Ian grinned. “Remember when you said how useless an astronomer in the Bronze Age was? You’re our damned passport to these people!”

“Let’s hope I’m as persuasive to all the Grandmothers as I was to Dhinwarn. She had a personal reason to like us. I get the impression that a lot of the others are pretty xenophobic.”

The horses turned away from the monument itself, toward one of the big half-timbered roundhouses. Another chorus of girls sang and danced an intricate measure around them. Waiting to meet them were a clump of older women, wrapped in cloaks and silent dignity.

“End-of-semester exams,” Doreen muttered, feeling her stomach clench.

“What’s that sound?” Miskelefol said, craning his neck.

There was a full moon tonight, but it was hidden by high scudding cloud. Nothing showed on the water, only an occasional gleam of white as an oar stroked the calm surface of the bay. They dared not show lights, and only the loom of the land to his right kept them from being completely lost, that and the instincts of a life spent at sea.

Isketerol cocked his head to one side, lifting the helmet. “Sort of a buzzing sound, isn’t it?” he said. “I don’t know, some sort of insect?” The life here was still fairly strange to him. “At least it isn’t raining much.”
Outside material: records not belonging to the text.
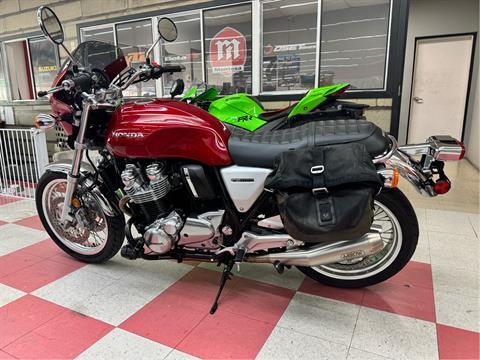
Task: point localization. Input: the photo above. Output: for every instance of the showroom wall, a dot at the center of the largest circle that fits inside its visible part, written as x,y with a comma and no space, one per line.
441,17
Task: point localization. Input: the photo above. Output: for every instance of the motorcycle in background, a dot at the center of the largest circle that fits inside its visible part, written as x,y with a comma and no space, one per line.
321,198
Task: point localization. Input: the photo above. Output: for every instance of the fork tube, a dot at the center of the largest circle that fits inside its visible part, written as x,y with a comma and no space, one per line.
74,174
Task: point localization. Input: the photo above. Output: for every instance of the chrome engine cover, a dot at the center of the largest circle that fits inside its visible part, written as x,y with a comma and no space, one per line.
161,236
202,233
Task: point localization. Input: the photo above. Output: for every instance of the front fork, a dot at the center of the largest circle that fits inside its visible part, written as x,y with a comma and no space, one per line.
74,174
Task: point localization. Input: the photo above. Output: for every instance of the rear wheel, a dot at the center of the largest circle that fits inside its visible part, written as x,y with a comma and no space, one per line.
394,213
93,237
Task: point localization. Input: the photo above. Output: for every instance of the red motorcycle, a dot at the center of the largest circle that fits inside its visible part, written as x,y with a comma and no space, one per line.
321,196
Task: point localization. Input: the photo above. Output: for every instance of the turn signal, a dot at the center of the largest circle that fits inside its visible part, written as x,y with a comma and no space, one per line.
441,186
44,121
395,178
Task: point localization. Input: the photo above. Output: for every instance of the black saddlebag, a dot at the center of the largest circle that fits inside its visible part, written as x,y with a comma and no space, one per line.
325,193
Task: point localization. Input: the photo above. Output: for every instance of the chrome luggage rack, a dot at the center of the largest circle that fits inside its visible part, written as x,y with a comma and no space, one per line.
432,153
“Hurrah, the first time in months,” Miskelefol said dolorously.

They snared a quiet chuckle, and then their craft swung apart. There were five of them in all, long low things like miniature galleys, each with ten oars to a side. The Yare and Sea Wolf had towed them here, but stayed well off to sea now. The night breeze was directly out of the west, and it would pin any ship at anchor into its port. Even with the Yare’s ability to beat to windward he wouldn’t like to have to claw off this coast right now, particularly with the shallow water and shifting sandbars common through here. He risked a brief flash of lamplight to check the compass strapped to his left wrist. Marvelous things, he thought again.

“Take a turn around the canoes,” he whispered to the helmsman.

The seaman leaned against the tiller. Rudders were wonderful too, so fast. The crew bent to the oars with only a whisper of noise, sculling in perfect unison. Isketerol gripped the lead stay that kept the pole in the bows upright. Not to hold sails; it was topped by a barrel, and a long cord ran back along the pole. Loose here, and the pole would fall until the barrel submerged twenty feet ahead of the bows. Pull on this cord, and a flint-and-steel inside the barrel would spark… and the load of gunpowder would ignite. They’d tested it against rafts; the results were spectacular enough to make hardened sailors soil their loincloths. The effect on a ship’s hull, underwater… The Tartessian smiled and licked his lips.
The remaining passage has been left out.